The Cleveland Museum of Art’s Annual Chalk Festival will be taking place at the Fine Arts Garden. This tradition began more than two decades ago in 1990. The event this year will be taking place on Saturday, September 16 from 11 a.m. to 5 p.m. and Sunday, September 17 from 11 a.m. to 5 p.m.
The tradition of street painting began in 16th century Italy more than 400 years ago. “It started almost by accident with beggars, specifically people who couldn’t walk or travel and who were rooted to the ground, looking for ways to get coins from generous people,” says Robin Vanlear, Director of Community Arts for the Cleveland Museum of Art. “They would sit in the village plazas and use charcoal to draw. They weren’t trained artists. They were looking for a way to entice someone to give them money.” Paintings by Raphael were popular at this time and these beggars would recreate Raphael’s Madonnas around churches, marketplaces and heavily-populated areas. People would reward the artistic beggars based on the quality of their work and typically the better someone would draw, the more they would be rewarded. At some point in time, beggars switched from charcoal to pastels which provided color and were easier to carry than oil paints.

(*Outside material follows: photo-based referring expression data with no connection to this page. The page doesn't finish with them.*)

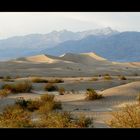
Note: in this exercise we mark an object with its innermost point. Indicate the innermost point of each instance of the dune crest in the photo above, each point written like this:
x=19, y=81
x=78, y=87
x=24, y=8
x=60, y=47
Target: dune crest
x=94, y=55
x=40, y=58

The modern version of the street painting festival took form after WWII. Many Madonnari, artists who would reproduce images such as Raphael’s with chalk, were killed during the war. To rejuvenate the movement with new individuals, a small festival was held in the village of Grazie di Curtatone, Italy. During this time, numerous youthful individuals participated and found street chalk painting as a way to make money. Soon, the event began to grow and life was brought back into chalk paintings.
Artists are able to reserve stone squares around the area to display their work. Artists can pay $10 for a small square of stone (approx. 2 x 3ft.) or $20 for a larger piece (approx. 3 x 4ft.). After reserving an area, the artist is free to come and go as they please anytime during the entire weekend. “You can come, you can watch, you can listen to the music, you can walk around,” says Robin Vanlear about the festivities. “It’s a non-threatening art form. Anyone can draw with chalk.” Chalk is available in a 12-pack and 24-pack. The chalk is of great pastel quality and it is allowed to be shared and kept by the artist.
A chalk-making and street painting workshop is also available for those who wish to perfect their craft before the festivities begin. The family chalk workshop takes place on Sunday, Sept. 10 from 2 to 4 p.m. and is available for all ages. Children 5 and under can participate for free with a paying adult. The advanced chalk workshop for teens and adults will take place on Wednesday, September 6 and 13 from 6:30 to 8:30pm. Fees for participating are listed on clevelandart.org. Fees include both materials and square space for the festival.
With summer coming to an end, this festival is a great way to both explore an old Italian tradition while getting your hands dirty expressing yourself. This festival keeps the tradition of street chalk painting alive and well and it will for many years. Hope to see you there!